Headquartered in Paris, France, the International Court for Aviation and Space Arbitration (ICASA) was established in 1994 and is, to date, the only such organization that specializes in this area. When it was initially formed, 17 countries joined the organization. Membership “is open to any individual, company or entity, whatever its nationality may be, such as corporations, Societies, trade organizations, state and government authorities and public or private entities engaged in any activities whatsoever that is directly or indirectly related to the aviation and space sectors.” Such a liberal membership policy makes the ICASA an ideal forum for space dispute resolution. The ICASA focuses solely on air and space issues and its arbitrators specialize in space and aviation law and space issues.

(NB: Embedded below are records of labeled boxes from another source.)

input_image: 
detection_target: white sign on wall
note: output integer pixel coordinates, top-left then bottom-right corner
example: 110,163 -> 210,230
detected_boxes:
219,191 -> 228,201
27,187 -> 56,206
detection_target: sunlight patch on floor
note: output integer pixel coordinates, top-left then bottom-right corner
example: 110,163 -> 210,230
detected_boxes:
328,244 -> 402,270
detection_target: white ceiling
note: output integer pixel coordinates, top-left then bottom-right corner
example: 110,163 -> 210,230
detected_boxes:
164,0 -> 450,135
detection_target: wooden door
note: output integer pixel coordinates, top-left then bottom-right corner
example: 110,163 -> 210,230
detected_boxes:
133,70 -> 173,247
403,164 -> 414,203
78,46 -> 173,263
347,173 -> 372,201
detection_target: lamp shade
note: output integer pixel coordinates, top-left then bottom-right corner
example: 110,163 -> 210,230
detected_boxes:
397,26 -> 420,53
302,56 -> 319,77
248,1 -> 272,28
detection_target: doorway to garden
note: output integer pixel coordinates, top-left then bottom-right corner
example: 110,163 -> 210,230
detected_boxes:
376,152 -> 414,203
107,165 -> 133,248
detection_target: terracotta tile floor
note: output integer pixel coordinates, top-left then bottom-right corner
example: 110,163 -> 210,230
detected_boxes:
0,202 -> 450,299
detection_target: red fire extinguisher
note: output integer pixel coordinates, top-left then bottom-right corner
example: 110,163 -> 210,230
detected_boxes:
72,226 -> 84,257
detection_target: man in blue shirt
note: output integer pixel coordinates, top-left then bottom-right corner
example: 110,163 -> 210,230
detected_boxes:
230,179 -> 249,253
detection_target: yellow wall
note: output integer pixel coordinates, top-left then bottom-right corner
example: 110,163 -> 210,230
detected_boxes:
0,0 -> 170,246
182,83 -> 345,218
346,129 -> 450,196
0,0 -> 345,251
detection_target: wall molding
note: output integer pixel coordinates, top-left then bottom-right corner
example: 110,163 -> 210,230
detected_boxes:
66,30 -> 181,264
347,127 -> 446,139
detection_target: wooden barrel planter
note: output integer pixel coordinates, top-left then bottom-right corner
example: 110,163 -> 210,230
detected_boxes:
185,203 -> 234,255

Compared to traditional lawsuits, the ICASA is a low cost alternative and provides speedy interim decisions when necessary. Many international organizations, like the UN, have partially adopted French standards and the French language as a working language of their organization, and the ICASA is no different in this regard. ICASA follows the relatively low cost French arbitration cost system based on a time basis therefore ICASA arbitration costs are “lower than in lawsuits in the national courts of many countries or in certain other arbitration organs.” The ICASA also maintains records of pre-approved experts in most areas related to possible space disputes and has rules that allow the arbitrators to recommend such experts, if they are needed.
Parties embroiled in a space-related dispute may be irreparably harmed if immediate, interim relief is not granted. The ICASA recognizes this need and its rules provide for “an interim arbitration procedure which the parties may implement when they deem urgent provisional measures [are] necessary.” A more traditional arbitration scheme is also laid out in the rules, providing relief in much the same manner as other arbitration organizations, while providing for experts, as mentioned earlier.
The ICASA was set up to address “the specificity and complexity (rather than the volume) of disputes arising from air and space activities.” As companies such as Virgin Galactic, SpaceX, and others grow in revenue and volume it is likely that the ICASA will increase in importance and influence because of its unique current position as the only arbitration body specializing in aviation and space disputes. The existence of an organization such as the ICASA may also fuel the development of the commercial space industry because it provides some legal stability to an industry that inherently has no controlling legal doctrine or jurisdiction.